I am a young Moroccan woman who lives in North America. I recently traveled to Morocco and wore conservative clothes (traditional long and large jellaba). I was not covering my hair most of the time. I am pretty but nothing extraordinary and I do look Arab.
This was the first time I was traveling alone in Morocco and I left this country feeling sick and exhausted because of the constant harassment. I started to avoid leaving my hotel room and got some symptoms of panic attacks at the idea of going back in some souks or streets where I had reacted to being harassed.
Men would follow me, every minutes men would say to me, “Ca va? or whisper to me things that I could not always understand. I was particularly distressed by cars or vans following me then stopping and men inside inviting me to join them in their cars.
One time, I was so distressed by these cars following me that i shouted in English to one driver, “I will call the police if you don’t stop that.” He got scared and went away but I was left feeling miserable, afraid and stressed.
I felt rage when I saw men in uniforms (gardeners in parks, men working at gas stations, workers) talking to me as well even though I did not ask them anything.

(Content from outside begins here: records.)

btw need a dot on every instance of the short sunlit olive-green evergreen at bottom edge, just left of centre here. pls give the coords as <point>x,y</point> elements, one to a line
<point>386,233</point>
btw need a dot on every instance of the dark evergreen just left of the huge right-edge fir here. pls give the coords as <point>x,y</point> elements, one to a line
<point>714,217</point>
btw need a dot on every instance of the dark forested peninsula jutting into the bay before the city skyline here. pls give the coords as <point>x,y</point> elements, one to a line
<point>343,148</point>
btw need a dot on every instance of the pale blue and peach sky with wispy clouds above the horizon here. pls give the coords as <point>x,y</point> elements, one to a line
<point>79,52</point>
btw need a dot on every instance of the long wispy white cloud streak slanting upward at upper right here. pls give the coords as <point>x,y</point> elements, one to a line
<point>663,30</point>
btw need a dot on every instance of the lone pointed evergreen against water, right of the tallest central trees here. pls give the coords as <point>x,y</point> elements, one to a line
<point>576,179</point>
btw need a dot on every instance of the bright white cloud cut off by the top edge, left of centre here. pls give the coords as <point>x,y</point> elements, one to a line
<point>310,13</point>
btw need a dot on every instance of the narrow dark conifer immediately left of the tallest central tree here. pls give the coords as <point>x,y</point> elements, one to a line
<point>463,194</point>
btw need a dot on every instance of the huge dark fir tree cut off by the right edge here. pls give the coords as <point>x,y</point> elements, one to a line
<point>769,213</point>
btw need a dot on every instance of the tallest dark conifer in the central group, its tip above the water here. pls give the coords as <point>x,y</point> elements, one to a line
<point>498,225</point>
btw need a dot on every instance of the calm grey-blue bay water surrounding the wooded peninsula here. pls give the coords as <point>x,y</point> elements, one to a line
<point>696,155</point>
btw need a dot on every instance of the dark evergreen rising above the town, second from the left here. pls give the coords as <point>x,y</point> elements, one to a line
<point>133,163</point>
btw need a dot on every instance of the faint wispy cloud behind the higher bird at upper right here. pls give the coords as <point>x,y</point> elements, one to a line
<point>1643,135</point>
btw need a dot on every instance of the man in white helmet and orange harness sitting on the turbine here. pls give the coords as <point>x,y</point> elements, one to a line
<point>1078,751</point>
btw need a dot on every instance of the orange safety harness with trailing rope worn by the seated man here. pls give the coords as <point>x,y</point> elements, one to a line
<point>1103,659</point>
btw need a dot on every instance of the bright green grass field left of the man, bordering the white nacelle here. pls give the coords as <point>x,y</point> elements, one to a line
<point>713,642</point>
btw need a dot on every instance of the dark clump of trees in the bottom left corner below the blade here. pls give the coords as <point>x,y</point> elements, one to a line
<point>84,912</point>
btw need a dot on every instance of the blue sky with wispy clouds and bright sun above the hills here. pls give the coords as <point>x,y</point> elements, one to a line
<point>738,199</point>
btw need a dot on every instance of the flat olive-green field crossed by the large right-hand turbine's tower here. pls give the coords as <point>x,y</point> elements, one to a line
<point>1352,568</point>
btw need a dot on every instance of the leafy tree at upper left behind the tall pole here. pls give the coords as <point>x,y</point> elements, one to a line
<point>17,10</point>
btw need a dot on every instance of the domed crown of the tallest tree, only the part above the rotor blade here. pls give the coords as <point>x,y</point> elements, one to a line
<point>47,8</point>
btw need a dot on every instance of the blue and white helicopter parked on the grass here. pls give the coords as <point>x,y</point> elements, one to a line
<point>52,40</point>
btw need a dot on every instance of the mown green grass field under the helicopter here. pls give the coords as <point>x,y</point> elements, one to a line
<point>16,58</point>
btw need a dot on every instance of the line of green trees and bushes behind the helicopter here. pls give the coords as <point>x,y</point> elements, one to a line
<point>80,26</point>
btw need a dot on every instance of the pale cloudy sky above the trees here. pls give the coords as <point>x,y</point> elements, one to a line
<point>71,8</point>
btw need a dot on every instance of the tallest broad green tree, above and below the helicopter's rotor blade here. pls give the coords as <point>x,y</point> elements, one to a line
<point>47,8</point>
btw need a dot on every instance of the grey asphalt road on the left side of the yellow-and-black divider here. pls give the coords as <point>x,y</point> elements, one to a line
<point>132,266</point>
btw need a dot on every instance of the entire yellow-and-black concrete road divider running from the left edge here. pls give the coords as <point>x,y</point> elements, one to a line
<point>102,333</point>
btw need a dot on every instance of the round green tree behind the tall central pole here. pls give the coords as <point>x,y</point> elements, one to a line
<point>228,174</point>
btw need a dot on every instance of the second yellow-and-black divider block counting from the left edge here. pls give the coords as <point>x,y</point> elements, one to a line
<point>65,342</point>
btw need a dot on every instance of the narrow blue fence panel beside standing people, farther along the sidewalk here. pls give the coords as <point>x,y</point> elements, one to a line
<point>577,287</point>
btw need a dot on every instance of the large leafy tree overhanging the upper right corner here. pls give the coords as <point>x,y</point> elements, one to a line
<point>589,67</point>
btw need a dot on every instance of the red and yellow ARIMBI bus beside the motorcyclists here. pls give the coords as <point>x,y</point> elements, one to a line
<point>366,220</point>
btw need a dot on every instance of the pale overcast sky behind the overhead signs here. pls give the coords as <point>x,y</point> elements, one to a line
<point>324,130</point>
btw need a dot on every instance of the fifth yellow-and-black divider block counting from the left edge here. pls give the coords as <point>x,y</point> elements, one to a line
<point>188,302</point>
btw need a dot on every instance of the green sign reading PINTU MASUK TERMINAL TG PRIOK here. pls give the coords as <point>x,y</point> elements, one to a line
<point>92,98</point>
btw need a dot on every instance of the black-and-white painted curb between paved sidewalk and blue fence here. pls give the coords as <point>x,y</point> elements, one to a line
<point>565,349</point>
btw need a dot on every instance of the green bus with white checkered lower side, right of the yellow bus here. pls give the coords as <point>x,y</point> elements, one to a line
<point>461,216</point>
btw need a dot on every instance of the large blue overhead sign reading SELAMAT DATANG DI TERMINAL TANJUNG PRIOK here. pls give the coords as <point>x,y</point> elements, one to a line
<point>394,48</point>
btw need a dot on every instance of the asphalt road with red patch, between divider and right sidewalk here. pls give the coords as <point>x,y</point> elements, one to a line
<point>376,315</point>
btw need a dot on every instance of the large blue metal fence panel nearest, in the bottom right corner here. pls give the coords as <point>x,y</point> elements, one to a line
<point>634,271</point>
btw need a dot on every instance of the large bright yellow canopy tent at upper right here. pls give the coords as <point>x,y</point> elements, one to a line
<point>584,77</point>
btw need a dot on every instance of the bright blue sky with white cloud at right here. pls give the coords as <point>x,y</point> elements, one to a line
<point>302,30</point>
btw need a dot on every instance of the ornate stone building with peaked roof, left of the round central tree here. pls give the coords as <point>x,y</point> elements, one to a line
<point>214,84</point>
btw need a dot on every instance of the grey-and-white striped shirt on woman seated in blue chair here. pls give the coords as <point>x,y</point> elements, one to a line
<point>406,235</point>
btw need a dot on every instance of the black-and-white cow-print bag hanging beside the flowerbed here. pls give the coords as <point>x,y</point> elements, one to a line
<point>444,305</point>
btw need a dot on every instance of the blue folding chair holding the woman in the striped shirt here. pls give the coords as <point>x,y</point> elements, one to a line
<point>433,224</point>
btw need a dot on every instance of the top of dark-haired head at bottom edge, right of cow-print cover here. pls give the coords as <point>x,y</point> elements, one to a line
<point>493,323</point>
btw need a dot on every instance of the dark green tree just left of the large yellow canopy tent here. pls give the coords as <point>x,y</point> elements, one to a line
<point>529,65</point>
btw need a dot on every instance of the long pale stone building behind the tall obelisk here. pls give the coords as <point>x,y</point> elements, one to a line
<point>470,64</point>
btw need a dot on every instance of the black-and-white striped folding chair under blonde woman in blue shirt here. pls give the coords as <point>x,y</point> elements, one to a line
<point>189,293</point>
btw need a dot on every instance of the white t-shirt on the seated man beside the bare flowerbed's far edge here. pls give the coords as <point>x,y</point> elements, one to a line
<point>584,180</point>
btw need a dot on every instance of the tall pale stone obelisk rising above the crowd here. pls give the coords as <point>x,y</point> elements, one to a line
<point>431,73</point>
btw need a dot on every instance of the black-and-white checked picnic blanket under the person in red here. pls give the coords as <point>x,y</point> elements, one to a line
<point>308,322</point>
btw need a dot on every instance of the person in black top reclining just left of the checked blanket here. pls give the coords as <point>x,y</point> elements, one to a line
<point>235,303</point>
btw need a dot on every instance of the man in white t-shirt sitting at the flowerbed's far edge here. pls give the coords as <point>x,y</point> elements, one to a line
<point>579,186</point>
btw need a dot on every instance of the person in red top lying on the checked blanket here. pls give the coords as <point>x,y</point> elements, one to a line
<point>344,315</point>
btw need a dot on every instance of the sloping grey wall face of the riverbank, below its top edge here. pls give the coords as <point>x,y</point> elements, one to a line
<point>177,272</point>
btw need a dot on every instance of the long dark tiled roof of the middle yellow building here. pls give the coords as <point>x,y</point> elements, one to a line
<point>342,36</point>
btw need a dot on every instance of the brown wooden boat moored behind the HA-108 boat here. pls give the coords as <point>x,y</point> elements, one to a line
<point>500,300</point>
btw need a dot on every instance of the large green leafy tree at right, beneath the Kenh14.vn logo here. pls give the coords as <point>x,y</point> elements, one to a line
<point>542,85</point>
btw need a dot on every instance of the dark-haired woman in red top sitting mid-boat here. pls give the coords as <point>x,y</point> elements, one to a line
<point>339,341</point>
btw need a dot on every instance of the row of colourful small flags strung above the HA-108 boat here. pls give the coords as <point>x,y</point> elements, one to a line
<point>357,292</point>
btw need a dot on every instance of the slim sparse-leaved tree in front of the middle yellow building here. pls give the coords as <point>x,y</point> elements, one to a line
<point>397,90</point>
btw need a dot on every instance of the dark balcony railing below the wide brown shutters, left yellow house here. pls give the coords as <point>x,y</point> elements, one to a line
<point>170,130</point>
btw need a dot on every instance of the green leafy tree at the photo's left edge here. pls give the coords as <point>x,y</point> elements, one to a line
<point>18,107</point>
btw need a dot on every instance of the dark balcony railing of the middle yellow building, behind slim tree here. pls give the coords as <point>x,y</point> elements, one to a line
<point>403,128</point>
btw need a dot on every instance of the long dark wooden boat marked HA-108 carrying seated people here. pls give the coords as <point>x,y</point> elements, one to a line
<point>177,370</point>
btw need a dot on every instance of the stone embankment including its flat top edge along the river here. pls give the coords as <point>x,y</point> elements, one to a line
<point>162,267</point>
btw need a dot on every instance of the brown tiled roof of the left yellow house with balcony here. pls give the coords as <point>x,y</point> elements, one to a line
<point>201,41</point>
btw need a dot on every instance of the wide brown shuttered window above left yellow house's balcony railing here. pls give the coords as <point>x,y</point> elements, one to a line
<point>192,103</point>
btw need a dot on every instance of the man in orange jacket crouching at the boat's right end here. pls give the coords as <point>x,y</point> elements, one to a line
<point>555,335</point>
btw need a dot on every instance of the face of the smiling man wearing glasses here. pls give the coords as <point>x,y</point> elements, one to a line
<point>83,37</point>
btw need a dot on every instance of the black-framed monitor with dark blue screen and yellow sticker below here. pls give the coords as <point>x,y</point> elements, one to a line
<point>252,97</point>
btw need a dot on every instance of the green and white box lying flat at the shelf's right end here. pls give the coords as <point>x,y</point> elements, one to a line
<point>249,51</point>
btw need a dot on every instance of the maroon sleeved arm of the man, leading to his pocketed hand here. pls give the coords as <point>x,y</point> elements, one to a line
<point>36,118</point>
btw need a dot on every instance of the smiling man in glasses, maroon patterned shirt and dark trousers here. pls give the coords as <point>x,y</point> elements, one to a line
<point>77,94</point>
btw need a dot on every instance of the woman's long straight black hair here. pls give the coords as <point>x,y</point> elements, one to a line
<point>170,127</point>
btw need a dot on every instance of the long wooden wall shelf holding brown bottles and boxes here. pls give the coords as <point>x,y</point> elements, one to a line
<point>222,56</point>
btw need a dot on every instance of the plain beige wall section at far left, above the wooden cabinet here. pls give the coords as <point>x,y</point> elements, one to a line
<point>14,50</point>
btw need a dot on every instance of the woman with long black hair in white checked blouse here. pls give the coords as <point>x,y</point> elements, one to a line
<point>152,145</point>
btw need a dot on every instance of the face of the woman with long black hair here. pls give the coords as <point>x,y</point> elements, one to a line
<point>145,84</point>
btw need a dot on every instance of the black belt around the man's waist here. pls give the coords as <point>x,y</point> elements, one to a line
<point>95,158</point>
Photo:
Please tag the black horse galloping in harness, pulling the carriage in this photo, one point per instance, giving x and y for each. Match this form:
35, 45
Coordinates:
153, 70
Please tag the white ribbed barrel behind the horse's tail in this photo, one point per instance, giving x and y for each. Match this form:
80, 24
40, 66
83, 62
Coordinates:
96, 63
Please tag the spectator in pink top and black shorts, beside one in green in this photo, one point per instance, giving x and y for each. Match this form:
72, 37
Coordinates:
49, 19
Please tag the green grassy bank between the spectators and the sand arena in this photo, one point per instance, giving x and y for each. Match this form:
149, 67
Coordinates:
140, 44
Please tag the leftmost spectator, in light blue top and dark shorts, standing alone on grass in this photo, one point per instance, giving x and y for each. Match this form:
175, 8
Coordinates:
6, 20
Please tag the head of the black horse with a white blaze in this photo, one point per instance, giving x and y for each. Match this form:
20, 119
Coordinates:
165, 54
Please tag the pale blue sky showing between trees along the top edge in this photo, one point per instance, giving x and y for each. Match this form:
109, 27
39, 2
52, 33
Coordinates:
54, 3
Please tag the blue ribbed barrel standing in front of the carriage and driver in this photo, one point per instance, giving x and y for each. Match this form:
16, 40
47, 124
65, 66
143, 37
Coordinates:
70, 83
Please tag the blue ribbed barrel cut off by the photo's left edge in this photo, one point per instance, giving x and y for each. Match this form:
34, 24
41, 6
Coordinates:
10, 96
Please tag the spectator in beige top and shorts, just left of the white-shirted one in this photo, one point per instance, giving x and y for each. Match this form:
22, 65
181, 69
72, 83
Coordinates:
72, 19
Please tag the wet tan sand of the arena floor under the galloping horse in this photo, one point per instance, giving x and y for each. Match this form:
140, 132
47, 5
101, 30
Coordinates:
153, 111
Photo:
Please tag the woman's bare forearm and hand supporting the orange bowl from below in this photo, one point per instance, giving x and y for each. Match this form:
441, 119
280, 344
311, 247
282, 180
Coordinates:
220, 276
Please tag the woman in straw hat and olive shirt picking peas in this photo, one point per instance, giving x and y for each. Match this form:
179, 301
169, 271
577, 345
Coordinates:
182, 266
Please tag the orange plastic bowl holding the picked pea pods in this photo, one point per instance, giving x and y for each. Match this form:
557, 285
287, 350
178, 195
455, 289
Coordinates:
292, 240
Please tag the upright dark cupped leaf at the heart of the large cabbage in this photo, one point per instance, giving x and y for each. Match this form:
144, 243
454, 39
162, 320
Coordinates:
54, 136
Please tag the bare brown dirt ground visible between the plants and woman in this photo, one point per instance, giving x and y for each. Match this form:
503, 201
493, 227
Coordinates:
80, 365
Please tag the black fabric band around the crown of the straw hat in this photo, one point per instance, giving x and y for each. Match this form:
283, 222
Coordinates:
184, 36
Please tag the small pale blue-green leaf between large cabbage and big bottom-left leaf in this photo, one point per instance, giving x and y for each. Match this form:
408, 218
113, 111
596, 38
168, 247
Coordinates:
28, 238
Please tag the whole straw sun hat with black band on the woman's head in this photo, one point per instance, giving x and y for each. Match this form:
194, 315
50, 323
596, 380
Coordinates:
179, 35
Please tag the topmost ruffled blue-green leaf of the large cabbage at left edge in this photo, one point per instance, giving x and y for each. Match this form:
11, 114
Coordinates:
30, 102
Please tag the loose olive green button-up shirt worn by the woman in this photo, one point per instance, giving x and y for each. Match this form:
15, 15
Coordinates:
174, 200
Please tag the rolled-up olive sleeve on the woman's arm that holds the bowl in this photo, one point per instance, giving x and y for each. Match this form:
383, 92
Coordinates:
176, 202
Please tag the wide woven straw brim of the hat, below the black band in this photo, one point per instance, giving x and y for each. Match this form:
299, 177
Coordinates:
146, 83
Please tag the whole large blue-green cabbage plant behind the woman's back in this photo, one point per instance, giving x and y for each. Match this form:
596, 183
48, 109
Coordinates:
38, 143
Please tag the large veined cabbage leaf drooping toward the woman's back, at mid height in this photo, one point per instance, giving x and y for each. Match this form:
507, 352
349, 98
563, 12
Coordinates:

They would say in Arabic things like, “So what do you want?”
Many times I wanted to cry when I would go in souks and see virtually all the men staring at me with their eyes wide open and no shame at all.
One time, a man jumped from a taxi to talk to me. He had been following me in the taxi.
Going out was too uncomfortable and draining so I stopped going alone outside.
When I was back in North America, I felt a wonderful sense of relief and understood how affected I had been by all this harassment. One month after the trip, I was still thinking about it. I do believe that it was a traumatic experience.
I went back to Morocco to reconnect with my roots and was so proud of my heritage but I have to say that I left with rage, fear and stress inside me. The saddest part is that I am no longer particularly proud to be Moroccan as I felt that streets were a savage environments for women.
It made me think as well about the fact that this harassment is coming form a population who is deeply religious, Muslim. It did really affect me on many level and I want to define myself as a North American from now on. I don’t anymore recognize my values of respect, honesty, kindness in Morocco. Sad trip.